インターネットの奇跡
という程大袈裟なものではないというか、むしろこのタイトルの凡庸さはおまえ本当に物を書く気があるのかと自分を疑う程であるが、いやしかしあまりタイトルに凝っても読者の警戒心を煽るだけかも知れない。それともいっそ本文をすっかりタイトルに纏めてしまった方がいいのか。
いきなり話が逸れたというかまだ何の話もしていない。インターネットの奇跡。はい。
ツイッターで相互フォロワーだったのだけれど特にやり取りをするでもなかった(何せ2700人フォローしているから一人ひとりと密なやり取りをすることはできない)人が小説を書いたと4枚のキャプチャで紹介しているツイートがたまたま目に入ったので、読んだ。4枚のキャプチャで1ツイート×複数ツイートのスレッドに纏まっているのは例え漫画であっても最近はもう辿るのが億劫になってしまったけれど、小説はその分情報を圧縮できるから強い。1ツイートの4枚のキャプチャでも十分短編小説を完結させられる。
それがこれ↓
https://twitter.com/horsefromgourd/status/1125410923395465217?s=20
まあ読んでください、短いので。
読みましたか?
読みましたね。
では以下、感想文を書くので、読んでない人は読んでから読んでください。
端的に言うと感動してしまった。いやこれは非常に上手いなと思わされました。俺は単純に技術が高水準であること自体にある種のフェティシズムを感じるのだけれど、しかしやはりこの小説はそういう単純な技巧の巧拙というものを超えた部分があるのではないかと思う。既に4回くらい読んでいるけれど、何度読んでもオチでは目が潤む。これは構成の上手さというのも勿論あるけれど、それだけでは捉え切れないもの、書き手の情念や魂というようなものが確実に作用している文章なのではないかと思えた。勿論小説なので、つまりは「嘘」であるので、それが書き手の実体験であるとは限らないし、別に実体験でなくてもいい。実体験をしたところで、それを「どのように書くか」という点において読者に与え得る印象は無限のバリエーションを持つ。そんなことはどうでもいい。大事なのは俺が「この文章には魂が宿っている」と感じられたことで、俺はその「魂」に触発されて今こんな文章を書いてしまっている。
この小説では「あの人」については驚く程情報が少ない。「あの人」は死んでいて、棺に入れられている。「僕」はその葬儀に参列しているけれど、その大半を「なんと呼べば良いのかわからない時間」として過ごす。ラストの直前に、唐突に「あの人」は「僕」の恋人であったことが明かされる。しかし、二人の関係はもう冷めていて、お互いに惰性で付き合っているだけだった、という印象が「あの人」の母に向けて「僕」の口から語られる。
が、最後の数行で事態は一変する。

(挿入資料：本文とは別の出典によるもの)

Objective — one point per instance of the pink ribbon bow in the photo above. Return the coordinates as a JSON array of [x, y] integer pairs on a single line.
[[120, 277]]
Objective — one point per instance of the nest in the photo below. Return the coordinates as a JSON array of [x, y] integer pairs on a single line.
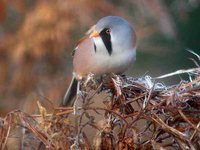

「僕」の声はかすれ、「僕」は以前祖母が認知症の祖父を看取る際に花を棺に入れる時にだけ「涙をぽろぽろ流し」ていたことを思い出す。そして「これはその涙だと思った」と締める。
「僕」が直接「涙を流す」描写を一切せずに、しかし感情が決壊して落涙するということを示すのが見事だと思ったし、そういった即物的で直接的な描写が省かれていればこそ読者は自分の頭で状況を捉えようとし、だからこそ状況に臨場感を感じられ、感情に共感できるのだと思う。「あの人」は言うなればそうした感情のトリガーとして明確に役割を与えられているように見えるが、しかし「僕」の口から語られる印象の中で、彼女は確かに生きていたように思えた。その語り口が、単に「あの人」を道具化、手段化してしまうことなく、実際に生き、死んだ人々のドラマとしての奥行きと説得力をもたらしていたのだと思う。手放しで称賛してしまいたいこういう作品に偶然出会えるのは、やっぱりインターネットの強みだと思う。負けない作品を書きたい。